A corollary to that is to always close the loop. We’re here to solve problems for customers, and the best people to tell you about those problems are the customers, so we spend a lot of time listening and taking in their ideas. But you can’t do it all. You have to prioritize. And then you have to close the loop because if you don’t get back to them, they feel like it’s just gone into the ether. You need to let them know what decisions have been made, first because it’s courteous, and professional, but also because when they are aware of what you’re going to do and when, and not doing, it allows them to make better and more timely decisions about what they need to do accordingly.
Let’s talk about Incorta 5. What’s in it that’s new and cool?
There’s something for everybody in Incorta 5. For the business user, we’ve improved the end-user experience, adding more capabilities, visualizations and overall improved ease of use. We’ve added over 200 new connections to data sources so that customers can reach into every corner of their business to get a more complete picture of their operations. There’s more flexibility to make the insights in your dashboards easier to use and more powerful.

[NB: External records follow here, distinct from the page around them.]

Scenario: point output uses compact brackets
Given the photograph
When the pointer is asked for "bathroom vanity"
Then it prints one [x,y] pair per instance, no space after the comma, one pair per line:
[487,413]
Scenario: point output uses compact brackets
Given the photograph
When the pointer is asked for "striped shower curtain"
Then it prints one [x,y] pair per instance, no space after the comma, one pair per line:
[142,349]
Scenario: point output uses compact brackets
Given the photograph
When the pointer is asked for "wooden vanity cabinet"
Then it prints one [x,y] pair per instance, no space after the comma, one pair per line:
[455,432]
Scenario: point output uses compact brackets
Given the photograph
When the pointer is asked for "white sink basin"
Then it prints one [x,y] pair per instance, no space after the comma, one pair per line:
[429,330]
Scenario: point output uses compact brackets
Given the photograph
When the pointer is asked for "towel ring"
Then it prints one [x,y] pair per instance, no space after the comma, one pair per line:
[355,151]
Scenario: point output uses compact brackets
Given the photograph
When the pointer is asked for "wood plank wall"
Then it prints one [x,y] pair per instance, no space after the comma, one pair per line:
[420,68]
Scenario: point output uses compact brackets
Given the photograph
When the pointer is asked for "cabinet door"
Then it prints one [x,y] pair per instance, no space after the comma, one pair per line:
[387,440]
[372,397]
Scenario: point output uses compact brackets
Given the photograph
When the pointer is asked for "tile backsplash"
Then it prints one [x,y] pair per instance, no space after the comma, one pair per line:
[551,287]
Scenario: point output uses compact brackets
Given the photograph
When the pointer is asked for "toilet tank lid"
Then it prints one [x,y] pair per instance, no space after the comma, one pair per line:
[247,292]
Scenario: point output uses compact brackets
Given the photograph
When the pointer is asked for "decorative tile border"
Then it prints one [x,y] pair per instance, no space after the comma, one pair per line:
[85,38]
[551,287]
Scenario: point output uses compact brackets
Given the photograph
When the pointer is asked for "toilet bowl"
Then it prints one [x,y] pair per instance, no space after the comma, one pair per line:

For administrators, we’ve done several things to scale the system and keep the same level of performance no matter what workloads our customers are throwing at it. We’ve added support huge data sets–10s of billions of records–and leverage dynamic memory allocation for enrichment work. We continue to improve the performance and the scale of both the loader and analytics services.
I’d say the most important thing we’ve done with Incorta 5 is worked with a set of customers to get them live and running on our SaaS cloud platform. We’ve worked out the kinks and put in the capabilities we need to have a true, fully-managed SaaS solution on the cloud.